Jennifer knew that in a straight fight between the wind and Bryony, her sister-in-law, the wind might possibly lose. The Suffolk ram definitely would. Bryony was a ‘direct from central casting’ farmer’s daughter and filled the role much more ably than Jennifer ever could. Hearty, a good rider, only ceding a few inches in height to Jennifer’s brother who himself was a big man, she approached everything with gusto, including motherhood. But today her eyes had a redness about them that Jennifer knew was not due to the wind.

‘How’s Louise?’ Jennifer asked, and as if on cue there was a loud bellowing wail from inside the house.

Bryony flicked her eyes skywards. ‘Teeth still giving her jip. There she blows.’ She hared off into the house, returning with Louise still bundled in her quilted sleeping bag. She was struggling and crying, her face pink and wet.

‘Now, look,’ Bryony said, leaning her head back to avoid Louise’s flailing fists, ‘what’s Auntie Jen going to think of you?’

Louise obviously didn’t give a damn and both women watched her continue to try and fight her way out of her sleeping bag and her mother’s arms. As Bryony was used to handling appreciably bigger livestock, Louise was wasting her time.

‘Oh, for goodness’ sake,’ Bryony said wearily after one particularly bolshy struggle, and Jennifer wondered how much worse this would be for her when lambing was properly underway and Danny too busy to take some of the strain from her at night.

‘How about I take Louise for a couple of hours?’ she said. ‘Mum would be delighted, and you can have a sleep.’

‘No, no. I can’t let you do that.’ There was something in Bryony’s tone that told Jennifer she could be persuaded.

‘Come on, I’ll take your car with the seat; you can bring mine along later when you come and collect her.’

Jennifer was amused to see that once the decision was made Bryony set about getting her daughter bundled away with her customary vim, wrestling Louise into the car seat and pinning her down expertly with the straps. Louise looked outraged and reapplied herself to trying to make everyone’s eardrums bleed, but as Jennifer set off the crying lessened and when they reached the fork in the road, this time Jennifer taking the road on the right, it had stopped. Jennifer saw Louise’s hand go to her mouth. By the time Jennifer got her first glimpse of home, Louise was asleep.

Set down in the fold of the valley and surrounded by fields on all sides Jennifer likened Lane End Farm to a big
stone ship that had come to rest in a sea of green.
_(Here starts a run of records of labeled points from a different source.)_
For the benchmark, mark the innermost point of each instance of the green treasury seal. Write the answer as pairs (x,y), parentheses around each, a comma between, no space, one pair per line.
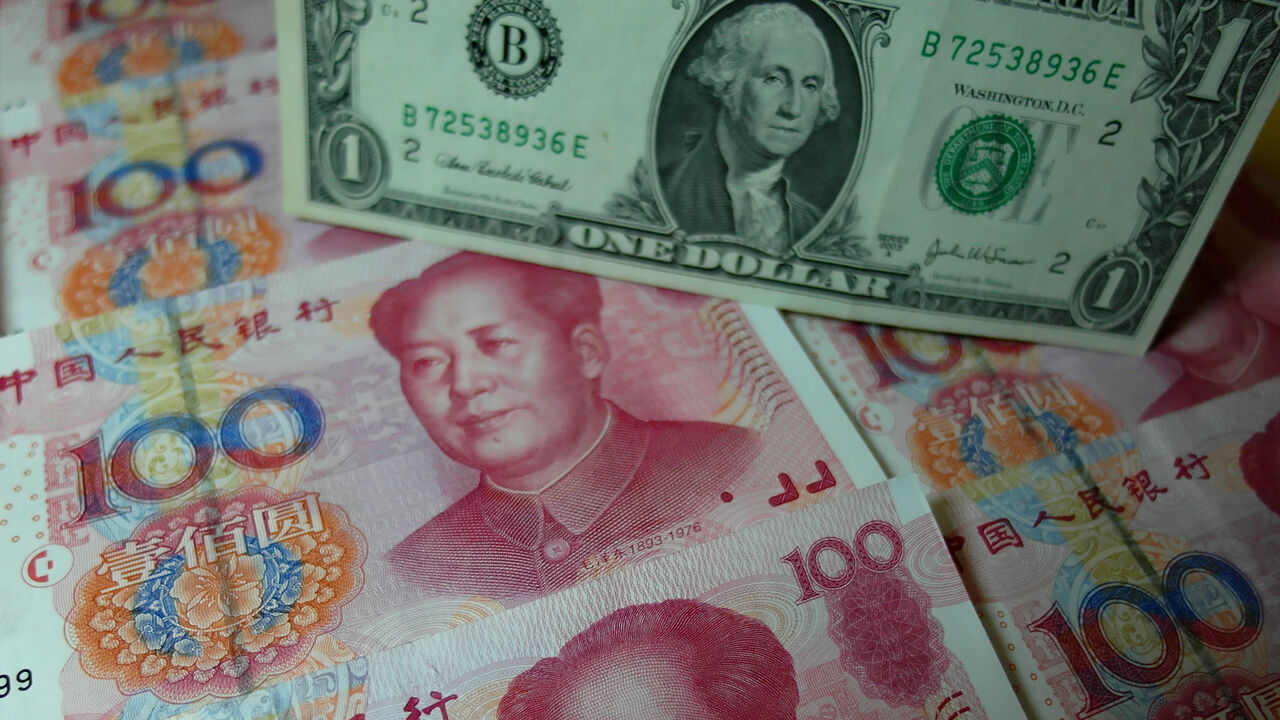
(515,46)
(984,164)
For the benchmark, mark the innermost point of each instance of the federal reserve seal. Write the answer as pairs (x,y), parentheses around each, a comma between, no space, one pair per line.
(515,46)
(984,164)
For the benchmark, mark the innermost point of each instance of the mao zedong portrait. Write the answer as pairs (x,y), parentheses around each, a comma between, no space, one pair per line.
(668,660)
(503,363)
(769,72)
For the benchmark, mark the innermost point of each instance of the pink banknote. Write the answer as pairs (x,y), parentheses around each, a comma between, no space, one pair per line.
(1134,578)
(849,610)
(227,490)
(152,191)
(956,409)
(74,50)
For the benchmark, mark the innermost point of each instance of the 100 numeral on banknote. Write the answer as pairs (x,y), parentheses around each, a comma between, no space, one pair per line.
(1051,180)
(234,488)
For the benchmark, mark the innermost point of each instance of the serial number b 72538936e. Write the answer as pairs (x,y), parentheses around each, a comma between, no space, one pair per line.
(494,130)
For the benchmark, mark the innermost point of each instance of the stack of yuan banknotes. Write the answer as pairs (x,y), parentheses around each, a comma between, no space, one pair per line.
(557,360)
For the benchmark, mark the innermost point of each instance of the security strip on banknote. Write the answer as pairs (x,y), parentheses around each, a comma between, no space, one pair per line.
(234,488)
(1033,171)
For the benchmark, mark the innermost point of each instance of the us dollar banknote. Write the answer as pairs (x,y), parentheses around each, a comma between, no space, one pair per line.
(1042,171)
(228,490)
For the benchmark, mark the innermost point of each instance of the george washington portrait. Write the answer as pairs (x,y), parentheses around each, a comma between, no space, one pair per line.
(757,126)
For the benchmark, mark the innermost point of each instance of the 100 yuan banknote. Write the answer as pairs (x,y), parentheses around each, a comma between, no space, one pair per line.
(1136,577)
(846,610)
(74,50)
(220,491)
(156,188)
(1036,171)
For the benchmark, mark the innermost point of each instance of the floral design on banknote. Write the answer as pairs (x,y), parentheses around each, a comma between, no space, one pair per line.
(213,598)
(199,250)
(145,49)
(1260,464)
(984,423)
(1225,693)
(887,638)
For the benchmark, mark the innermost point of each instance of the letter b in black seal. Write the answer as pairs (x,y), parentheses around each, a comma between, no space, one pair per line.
(515,46)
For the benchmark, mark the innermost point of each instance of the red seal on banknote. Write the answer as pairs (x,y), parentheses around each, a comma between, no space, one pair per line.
(1260,464)
(215,597)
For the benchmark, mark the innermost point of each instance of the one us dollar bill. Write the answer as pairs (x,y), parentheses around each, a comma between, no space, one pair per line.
(1034,169)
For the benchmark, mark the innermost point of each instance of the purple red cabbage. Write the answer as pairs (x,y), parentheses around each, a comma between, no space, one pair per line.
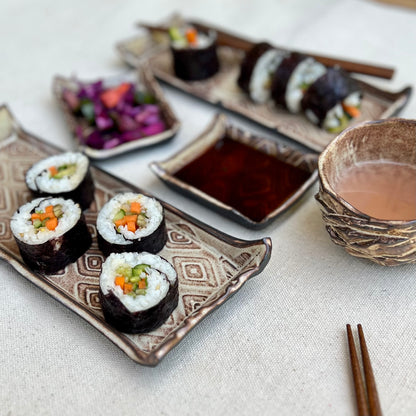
(136,115)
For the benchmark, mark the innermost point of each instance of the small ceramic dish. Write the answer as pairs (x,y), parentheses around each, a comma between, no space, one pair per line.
(247,178)
(143,80)
(386,242)
(222,90)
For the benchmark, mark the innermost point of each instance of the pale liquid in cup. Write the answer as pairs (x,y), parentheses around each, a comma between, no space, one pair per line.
(381,189)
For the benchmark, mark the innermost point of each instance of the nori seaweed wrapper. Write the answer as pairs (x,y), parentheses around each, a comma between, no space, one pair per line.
(194,64)
(327,91)
(152,243)
(56,253)
(249,62)
(282,75)
(83,193)
(118,316)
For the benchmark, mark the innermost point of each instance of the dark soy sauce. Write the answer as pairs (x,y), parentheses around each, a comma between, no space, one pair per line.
(253,183)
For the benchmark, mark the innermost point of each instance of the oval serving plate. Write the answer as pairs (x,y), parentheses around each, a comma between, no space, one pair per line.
(211,265)
(222,89)
(216,131)
(143,79)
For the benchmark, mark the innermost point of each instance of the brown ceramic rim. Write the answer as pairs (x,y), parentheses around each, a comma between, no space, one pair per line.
(217,128)
(326,186)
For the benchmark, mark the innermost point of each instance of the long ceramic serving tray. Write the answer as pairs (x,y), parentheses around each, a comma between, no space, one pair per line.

The farmhouse itself was the bow, albeit a blunt one; the wide yard was the deck and the clutter of barns and sheds forming a U-shape on the other side of the yard, was a stern of sorts. With a stretch of the imagination you could see the sheep dotted over the fields as white flecks of foam.

In the yard, Jennifer stopped the car and gently lifted Louise out. A quick fluttering of her eyelids was her only response and as Jennifer manoeuvred past the coats and discarded wellingtons in the porch, she did not stir again.

‘Brought you a present,’ Jennifer said pushing open the kitchen door and her mother, putting a plate high up on the dresser said, ‘If it’s anything else that wants feeding, you can take it back,’ before turning and seeing it was her granddaughter. She took Louise into her own arms eagerly, a smile transforming her face. It was a face that, with its aquiline nose and high cheekbones, Cress always joked belonged to a duchess, but had ended up on a farmer’s wife. Her mother’s way of carrying herself too, with her back very straight and her chin lifted, added to the impression that she was slightly superior and not to be crossed. Mostly this demeanour was saved for those who angered her; with those she loved she was as warm as any apple-cheeked farmer’s wife, and with children she was a thing of putty. The only time that the family had to be wary was if she had on what Jennifer’s father Ray called her ‘lemon-drop
look’. Then you’d best keep quiet, find something that needed doing elsewhere and hope that it wasn’t you that had displeased her.